The Fall of the Roman Empire, Anthony Mann, 1964

Post by Belle » Fri Mar 10, 2023 2:53 am

The last completed film by Anthony Mann, "The Fall of the Roman Empire" has been stunningly restored. Photographed by renowned (Australian) cinematographer Robert Krasker in Ultra Panavision, the film suffers the fate of many wide-screen films; the characters are static and lack vibrancy and the screen is difficult to fill. You just cannot have actors standing around - literally - doing nothing and waiting to deliver lines. Wyler, Ford and Hawks would never have settled for that.

The epic promise with the opening credits and Tiomkin's excellent score is not fulfilled; grandeur and set pieces of 'stage' acting don't go together. The studios needed to compete with television and bigger had to be better; if that meant stranding actors in widescreen this was something they were obviously willing to tolerate. This film demonstrates the limits of that thinking. Also, the score during the picture sounded very much like a pre-recorded studio offering of the generic variety, sans any thematic material characteristic of film music, and it soon becomes a nuisance.

A connoisseur like myself could say with credibility and a straight face, "this film is actually all about ultra-Panavision"!!

Some notable identities in the credits. George Korngold, Sound Editor and son of Eric Wolfgang Korngold, David Hildyard, brother of the great British cinematographer Jack Hildyard and Yakima Canutt on Second Unit direction; those chariot scenes in "Fall" are virtually identically choreographed with those he directed for 'Ben Hur'.

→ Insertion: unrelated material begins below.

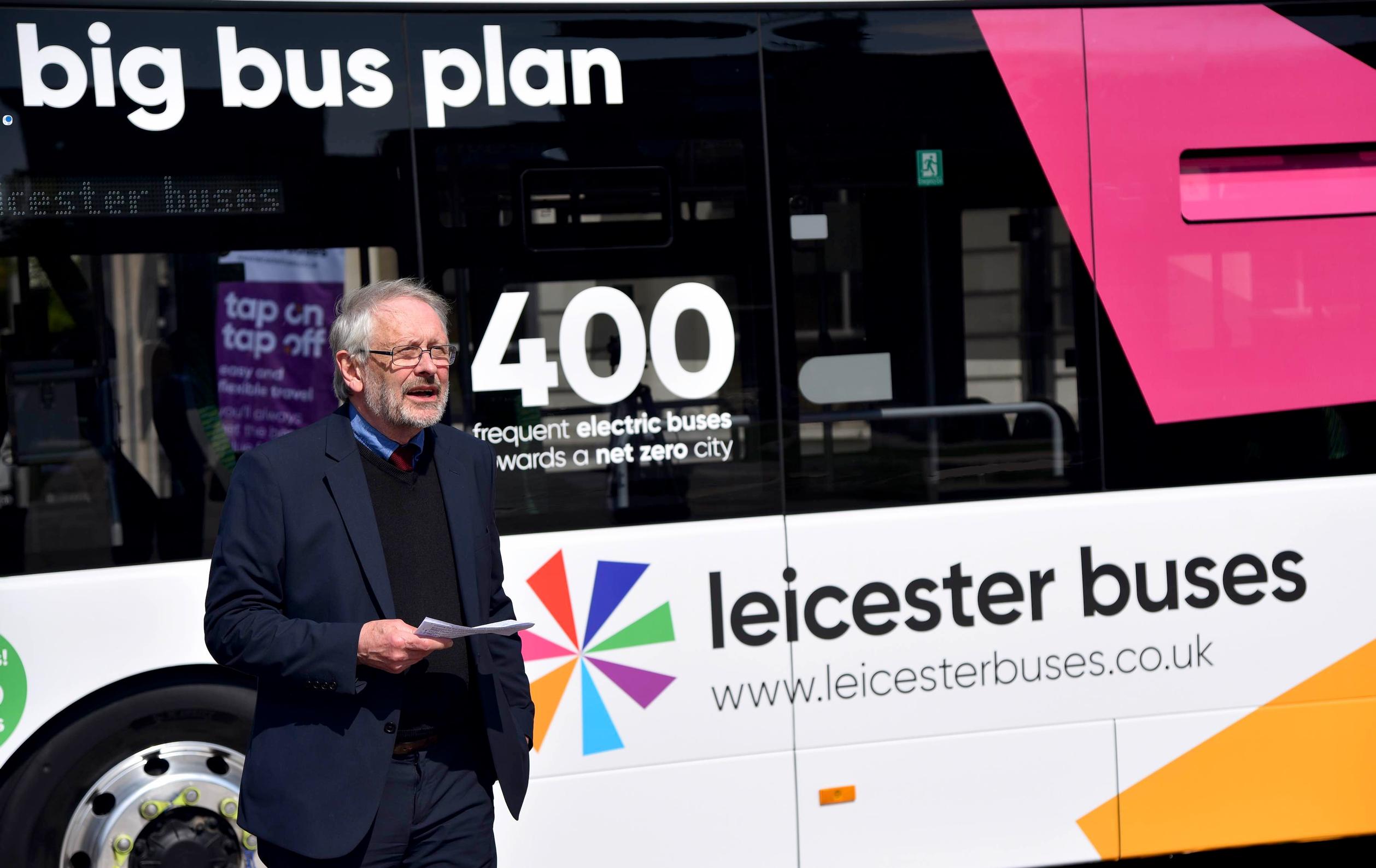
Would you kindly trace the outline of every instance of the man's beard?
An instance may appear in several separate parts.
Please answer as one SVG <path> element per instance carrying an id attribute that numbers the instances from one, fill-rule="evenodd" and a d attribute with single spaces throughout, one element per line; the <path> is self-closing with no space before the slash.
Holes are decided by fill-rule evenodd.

Sophia Loren couldn't and still can't act; I'll never know why she lasted in the business, let alone earn top billing in this picture. It's embarrassing to see her standing around, occasionally emoting - particularly in a film where she is up against acting giants like Guinness, Plummer, Mason, Quayle and Stephen Boyd!! The early scenes between Plummer and Boyd are stunning; both are painfully believable in all their scenes. Hats off to Krasker for a memorable image experience. Those sensual and graceful crane shots up and over the troops and the settings always create a frisson for me. Unforgettable; no matter the questionable merits of the film.

Anthony Mann was more famous for those blistering revisionist westerns of the 1950s with James Stewart. He was reluctant to take on "Fall" and it may have contributed to his death; just imagine the stress and management issues of a project like this. It would be impossible to convey within the space of 3.5 hours just how the Roman Empire fell, but the clues - impossible to dramatize and discussed in tomes - are found in the opening monologue; eloquent, devastating and very relevant to the USA today.

"A great civilization is not conquered from without until it is destroyed from within"; this is the prescient and devastating last line of the "The Fall of the Roman Empire".